U.S. Sen. Susan Collins speaks to the audience gathered for the dedication of the new St. André Health Care Memory Garden in Biddeford on Friday. The garden will be used for physical exercise, therapies, and activities for St. André residents. ED PIERCE/Journal Tribune

BIDDEFORD — If gardens are the realization of hopes and dreams, visitors attending the dedication of the new St. André Health Care Memory Care Garden on Friday in Biddeford can bear witness to that.

Surrounded by trees and nature, the new 5,600-square-foot garden was praised by special guests at the event including U.S. Sen. Susan Collins and Roman Catholic Bishop Robert P. Deeley of the Diocese of Portland. Created in back of the health care facility at 407 Pool St. in Biddeford, the garden features an expanded and enclosed outdoor patio which is safe for residents experiencing memory loss.

“The memory garden is not amenity, it’s part of the total care of this facility,” said Michael Morel, board chair of St. André Health Care. “It will be an essential part of the caregiving process that we provide all of our residents.”

St. André is a not-for-profit, 96-bed residence offering rehabilitation and skilled medical care, short-term respite care, long-term nursing care, Alzheimer’s and dementia care, and palliative and hospice care. The Memory Care Unit at St. André is home to patients diagnosed with memory loss, specifically dementia and Alzheimer’s disease.

Morel said that the new garden was constructed on the same level as the St. André facility, so residents in wheelchairs would have easy access to it. A  gazebo was built, along with raised garden beds is the garden is expected to be used for physical exercise, therapies, and activities for St. André residents in a serene, safe and secure environment.

He introduced Collins, who spoke at length about her own experiences in dealing with her late father, who suffered from Alzheimer’s disease and memory loss.

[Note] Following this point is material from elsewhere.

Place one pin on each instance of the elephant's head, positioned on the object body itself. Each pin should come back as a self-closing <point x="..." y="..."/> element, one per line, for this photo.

“Virtually every family in our state has been touched by Alzheimer’s or dementia,” Collins said. “This is one issue where Congress is working in a bipartisan way to address this.”

She said that when she first was elected to serve in the U.S. Senate, only about $400 million was allocated to research and exploring ways to treat dementia-related conditions.

“Now we are allocating $2.3 billion,” Collins said. “And too often the challenges that caregivers face are overlooked in health care policy.”

Collins said that her father, who died last year, would have enjoyed visiting the Memory Care Garden.

“How he would loved coming out into this beautiful garden and sitting in the gazebo,” she said. “Alzheimer’s has hit this generation hard, but I am determined that it will not define the next generation.”

Stephen Alaimo, St. André Health Care president said since the project was first announced a little over two years ago, the outpouring of support from the community has been tremendous.

“I am completely overwhelmed with the support we’ve received on this project,” Alaimo said. “It’s just a beautiful space and the project is 90 percent complete except for fencing.”

Alaimo offered special thanks to three generous donors who contributed to making the project become a reality.

First, he thanked the Good Shepherd Sisters of Quebec, Canada, for their gift of $10,000 to build the garden. The Good Shepherd Sisters of Quebec founded St. André in 1940, originally as a home for unwed mothers. In the mid-1970s, it became a long-term care facility, and 16 years ago, Covenant Health took over operations but the sisters remain active at St. André through volunteering and financial support.

Sister Terry Gauvin, Provincial of the Good Shepherd Sisters, said she is amazed at how the garden turned out.

“Our prayer for all of you is that each time you visit this beautiful spot, you will be fully renewed and enriched,” Gauvin said.

Alaimo also expressed the gratitude of everyone at St. André to the Davis Family Foundation for a $20,000 grant used to enhance the basic garden structure, install a new handicap-accessible door and pay for fencing to surround the garden. And he also recognized 17 different Knights of Columbus councils from throughout Maine that have donated more than $24,000 to the project and helped cover the costs of building the gazebo.

Biddeford Mayor Alan Casavant said Friday’s dedication of the garden shows how truly special the Biddeford community is.

“It’s a giving community,” he said. “You begin to realize it’s the people we care about, our families, our grandparents and each other. I want to thank everybody who participated in this.”

Bishop Deeley blessed the garden and said he was inspired by what had been accomplished through its construction.

“This garden gives hope to all,” Deeley said. “I see this as a beautiful space that shows God’s love for us.”

Other speakers at the dedication were Bonny Pothier, representing U.S. Sen. Angus King; State Sen. Susan Descambault; and Phil Lizotte, state deputy of the Maine Knights of Columbus. Students from St. James School in Biddeford provided a medley of patriotic music for the occasion.